For other clients, add the URL shown in the CatalystOps Output panel:
json
{
"servers": {
"catalystops": {
"url": "http://127.0.0.1:<port>/mcp"
}
}
}The port is dynamic and logged on extension startup.
Enabling / Disabling
The MCP server is enabled by default. Disable it with:
jsonc
{
"catalystops.mcp.enabled": false
}Tools
| Tool | Description |
|---|---|
analyze_pyspark | Run local static analysis on any PySpark code snippet |
get_active_file_issues | Get issues for the currently open file |
get_plan_analysis | Get plan issues from the last dry run |
run_dry_run | Trigger a dry run on the active file and return results |
get_billing_summary | Get cached billing data (day / week / month) |
refresh_billing | Force a live billing query |
list_clusters | List workspace clusters with state and Spark version |
list_job_runs | List jobs and their most recent run status |
get_job_run_plan | Fetch plan issues from a historical job run by ID |
get_last_job_run_analysis | Get plan issues from the last job analyzed in VS Code |
Resources
| URI | Description |
|---|---|
catalystops://issues/current | Issues for the active file |
catalystops://plans/last | Last dry-run plan results |
catalystops://billing/summary | Cached billing summary |
Prompts
| Prompt | Description |
|---|---|
pyspark_code_review | Review the active file for PySpark performance issues |
optimize_spark_plan | Analyze the last dry-run plan and suggest optimizations |
Example Usage
You: What issues are in my active file?
Claude: ↳ calling get_active_file_issues…

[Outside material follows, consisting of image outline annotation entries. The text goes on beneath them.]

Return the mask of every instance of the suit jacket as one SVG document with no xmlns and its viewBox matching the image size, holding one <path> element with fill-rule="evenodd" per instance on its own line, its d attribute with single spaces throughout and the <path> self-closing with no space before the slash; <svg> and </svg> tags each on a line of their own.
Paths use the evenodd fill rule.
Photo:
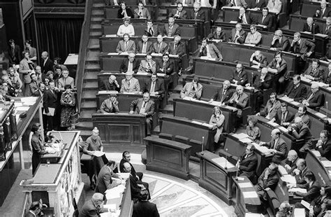
<svg viewBox="0 0 331 217">
<path fill-rule="evenodd" d="M 271 14 L 268 13 L 265 16 L 263 21 L 262 21 L 263 19 L 263 15 L 258 15 L 258 20 L 256 21 L 257 24 L 266 26 L 267 27 L 267 28 L 266 28 L 267 30 L 270 29 L 272 27 L 272 24 L 274 24 L 274 18 L 273 18 L 272 15 Z"/>
<path fill-rule="evenodd" d="M 130 111 L 133 111 L 135 113 L 138 114 L 144 103 L 143 99 L 137 99 L 130 103 Z M 147 113 L 147 117 L 152 117 L 154 113 L 155 103 L 149 100 L 145 107 L 145 112 Z"/>
<path fill-rule="evenodd" d="M 285 90 L 284 94 L 289 98 L 293 99 L 294 101 L 302 102 L 307 97 L 307 88 L 301 83 L 299 86 L 295 88 L 292 81 Z"/>
<path fill-rule="evenodd" d="M 281 41 L 277 40 L 273 45 L 271 45 L 271 48 L 276 48 L 276 50 L 288 51 L 290 47 L 290 41 L 286 36 L 281 37 Z"/>
<path fill-rule="evenodd" d="M 168 46 L 168 52 L 170 55 L 182 57 L 185 53 L 185 45 L 184 43 L 179 41 L 176 48 L 175 48 L 175 42 L 171 41 Z"/>
<path fill-rule="evenodd" d="M 166 69 L 163 71 L 161 69 Z M 163 60 L 159 60 L 156 61 L 156 72 L 157 73 L 162 73 L 166 75 L 171 75 L 172 72 L 174 72 L 174 63 L 170 61 L 168 61 L 166 63 L 166 66 L 163 67 Z"/>
<path fill-rule="evenodd" d="M 120 73 L 126 73 L 126 71 L 128 71 L 128 61 L 129 60 L 127 58 L 125 58 L 124 59 L 123 59 L 121 64 L 121 66 L 119 67 Z M 140 63 L 139 62 L 139 60 L 138 60 L 135 58 L 135 59 L 133 59 L 133 62 L 132 62 L 132 71 L 135 74 L 136 74 L 137 71 L 138 71 L 140 64 Z"/>
<path fill-rule="evenodd" d="M 304 71 L 304 74 L 313 76 L 314 80 L 317 82 L 323 82 L 324 79 L 324 69 L 321 66 L 317 67 L 316 71 L 313 72 L 313 67 L 309 65 Z"/>
<path fill-rule="evenodd" d="M 315 24 L 315 27 L 314 27 L 314 24 Z M 314 29 L 315 29 L 315 31 L 314 31 Z M 313 24 L 311 24 L 311 29 L 309 30 L 309 27 L 308 27 L 308 24 L 305 23 L 304 24 L 302 31 L 309 31 L 309 32 L 311 32 L 312 34 L 318 34 L 318 33 L 320 33 L 320 27 L 318 26 L 318 24 L 313 22 Z"/>
<path fill-rule="evenodd" d="M 209 48 L 209 54 L 212 58 L 216 58 L 216 59 L 223 59 L 222 55 L 219 52 L 219 49 L 214 43 L 209 43 L 207 45 Z M 203 52 L 199 52 L 199 57 L 207 56 L 207 48 L 204 48 Z"/>
<path fill-rule="evenodd" d="M 53 92 L 54 93 L 52 93 L 50 89 L 45 90 L 43 96 L 43 106 L 46 113 L 50 111 L 48 108 L 55 108 L 55 113 L 57 112 L 57 107 L 59 104 L 57 99 L 59 92 L 55 90 Z"/>
<path fill-rule="evenodd" d="M 209 39 L 217 39 L 222 40 L 222 41 L 226 41 L 226 34 L 223 31 L 221 31 L 221 34 L 217 36 L 216 30 L 213 33 L 211 33 L 208 35 L 207 38 Z"/>
<path fill-rule="evenodd" d="M 132 217 L 159 217 L 156 205 L 148 201 L 140 201 L 133 205 Z"/>
<path fill-rule="evenodd" d="M 287 145 L 285 141 L 279 138 L 277 141 L 277 143 L 275 144 L 275 139 L 272 139 L 270 142 L 265 143 L 264 146 L 267 146 L 268 148 L 272 148 L 277 150 L 277 153 L 274 154 L 272 158 L 274 162 L 281 162 L 284 160 L 287 155 Z"/>
<path fill-rule="evenodd" d="M 162 29 L 159 30 L 159 34 L 161 34 L 164 36 L 168 36 L 169 33 L 169 24 L 166 23 L 164 24 L 163 28 Z M 171 31 L 171 34 L 170 36 L 173 37 L 175 36 L 179 35 L 180 36 L 180 28 L 177 24 L 174 24 L 172 26 L 172 29 Z"/>
<path fill-rule="evenodd" d="M 240 165 L 239 169 L 241 175 L 244 175 L 253 183 L 256 183 L 256 167 L 258 167 L 258 157 L 256 153 L 244 158 L 246 154 L 240 158 Z"/>
<path fill-rule="evenodd" d="M 150 92 L 151 90 L 151 85 L 152 85 L 152 80 L 148 79 L 147 80 L 145 80 L 144 83 L 142 85 L 141 88 L 141 91 L 142 92 L 148 91 L 149 92 Z M 159 80 L 156 79 L 155 81 L 155 88 L 154 88 L 154 92 L 158 92 L 159 95 L 162 95 L 164 93 L 164 83 L 162 80 Z"/>
<path fill-rule="evenodd" d="M 244 85 L 247 83 L 248 81 L 247 73 L 246 72 L 246 71 L 242 70 L 240 74 L 239 74 L 237 70 L 235 69 L 235 71 L 233 71 L 231 75 L 231 78 L 230 78 L 230 82 L 233 83 L 233 79 L 238 81 L 237 85 Z"/>
<path fill-rule="evenodd" d="M 164 54 L 168 51 L 168 43 L 164 41 L 161 43 L 160 48 L 159 48 L 159 43 L 154 42 L 153 43 L 153 52 Z"/>
<path fill-rule="evenodd" d="M 290 47 L 290 51 L 293 53 L 301 55 L 301 58 L 304 60 L 307 59 L 306 53 L 307 52 L 312 52 L 315 50 L 315 44 L 305 38 L 300 38 L 300 43 L 295 42 L 293 46 Z"/>
<path fill-rule="evenodd" d="M 52 61 L 52 59 L 50 59 L 50 57 L 48 57 L 45 64 L 43 64 L 43 61 L 41 64 L 41 73 L 47 74 L 48 71 L 54 71 L 53 66 L 54 66 L 53 61 Z"/>
<path fill-rule="evenodd" d="M 175 18 L 175 15 L 177 14 L 177 11 L 178 10 L 177 9 L 171 10 L 170 13 L 169 13 L 168 18 Z M 182 10 L 179 13 L 179 18 L 176 18 L 176 19 L 186 20 L 187 19 L 187 12 L 186 12 L 186 10 Z"/>
<path fill-rule="evenodd" d="M 237 42 L 239 43 L 244 43 L 245 42 L 247 33 L 244 29 L 242 29 L 239 32 L 239 34 L 240 34 L 240 37 L 236 40 Z M 235 42 L 235 41 L 233 41 L 235 40 L 235 29 L 233 29 L 231 30 L 231 35 L 229 36 L 228 41 Z"/>
<path fill-rule="evenodd" d="M 121 40 L 117 44 L 116 48 L 116 52 L 118 53 L 122 53 L 123 52 L 135 52 L 135 43 L 132 40 L 128 40 L 128 46 L 124 48 L 124 41 Z"/>
<path fill-rule="evenodd" d="M 130 80 L 130 85 L 126 79 L 122 80 L 120 92 L 138 92 L 139 91 L 140 91 L 140 85 L 138 79 L 132 78 Z"/>
<path fill-rule="evenodd" d="M 139 9 L 138 8 L 135 8 L 133 10 L 133 13 L 134 13 L 133 15 L 134 15 L 135 18 L 147 18 L 147 20 L 151 20 L 151 14 L 149 13 L 149 11 L 148 11 L 147 8 L 142 8 L 142 11 L 141 15 L 139 14 Z"/>
<path fill-rule="evenodd" d="M 142 53 L 142 45 L 143 42 L 140 41 L 138 46 L 135 48 L 135 53 Z M 146 54 L 151 54 L 152 52 L 153 52 L 153 43 L 147 41 L 146 44 Z"/>
<path fill-rule="evenodd" d="M 212 96 L 212 99 L 213 99 L 214 101 L 218 101 L 221 103 L 224 102 L 225 104 L 228 104 L 229 103 L 230 99 L 231 99 L 232 95 L 235 92 L 235 90 L 228 88 L 224 94 L 223 94 L 223 88 L 219 88 Z"/>
</svg>

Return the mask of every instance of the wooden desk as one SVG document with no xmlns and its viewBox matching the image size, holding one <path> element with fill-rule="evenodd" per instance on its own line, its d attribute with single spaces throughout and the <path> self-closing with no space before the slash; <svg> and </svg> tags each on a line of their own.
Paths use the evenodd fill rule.
<svg viewBox="0 0 331 217">
<path fill-rule="evenodd" d="M 186 100 L 174 99 L 174 116 L 184 117 L 191 120 L 199 120 L 209 123 L 215 104 L 208 104 L 201 100 Z M 225 117 L 223 131 L 230 132 L 235 126 L 235 118 L 237 109 L 231 106 L 220 106 Z"/>
<path fill-rule="evenodd" d="M 100 131 L 103 142 L 110 144 L 141 145 L 146 137 L 146 118 L 139 114 L 92 114 L 93 126 Z"/>
<path fill-rule="evenodd" d="M 237 167 L 225 169 L 213 159 L 221 158 L 209 151 L 204 150 L 198 153 L 200 157 L 200 178 L 199 186 L 212 192 L 228 205 L 230 204 L 233 195 L 233 176 L 235 176 Z"/>
<path fill-rule="evenodd" d="M 179 177 L 189 178 L 189 160 L 191 146 L 175 141 L 147 136 L 146 169 Z"/>
<path fill-rule="evenodd" d="M 59 132 L 54 132 L 56 137 Z M 23 192 L 30 197 L 29 201 L 43 200 L 43 202 L 49 207 L 53 207 L 55 216 L 62 216 L 63 214 L 72 215 L 74 208 L 72 204 L 75 198 L 84 201 L 83 190 L 84 183 L 82 182 L 80 153 L 77 141 L 80 132 L 78 131 L 61 132 L 64 143 L 68 144 L 68 149 L 57 164 L 41 164 L 32 178 L 33 182 L 28 183 L 22 181 L 20 186 Z"/>
<path fill-rule="evenodd" d="M 249 197 L 247 192 L 255 192 L 255 188 L 246 176 L 240 176 L 244 180 L 237 180 L 235 177 L 232 177 L 235 184 L 235 191 L 233 195 L 232 200 L 235 202 L 235 213 L 238 216 L 245 216 L 247 212 L 257 213 L 259 206 L 261 205 L 260 198 L 258 197 Z M 249 187 L 242 188 L 240 185 L 245 183 Z M 257 195 L 257 194 L 256 194 Z"/>
</svg>

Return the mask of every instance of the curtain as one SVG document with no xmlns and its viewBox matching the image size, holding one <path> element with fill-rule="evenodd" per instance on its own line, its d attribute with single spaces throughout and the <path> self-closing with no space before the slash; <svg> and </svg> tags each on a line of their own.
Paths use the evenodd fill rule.
<svg viewBox="0 0 331 217">
<path fill-rule="evenodd" d="M 78 53 L 83 20 L 37 19 L 39 56 L 43 51 L 47 51 L 51 59 L 59 57 L 63 64 L 69 53 Z"/>
</svg>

Found 3 issues in pipeline.py:
● Line 12 — collect() pulls all data to the driver. OOM risk.
● Line 18 — Global orderBy shuffles all data to one partition.
● Line 31 — Streaming query has no .trigger() — continuous micro-batches.
You: Run a dry run and tell me the join strategy
Claude: ↳ calling run_dry_run…
The plan shows a Sort-Merge Join on line 8 — the right side
(200MB) is below the broadcast threshold. Want me to add a broadcast hint?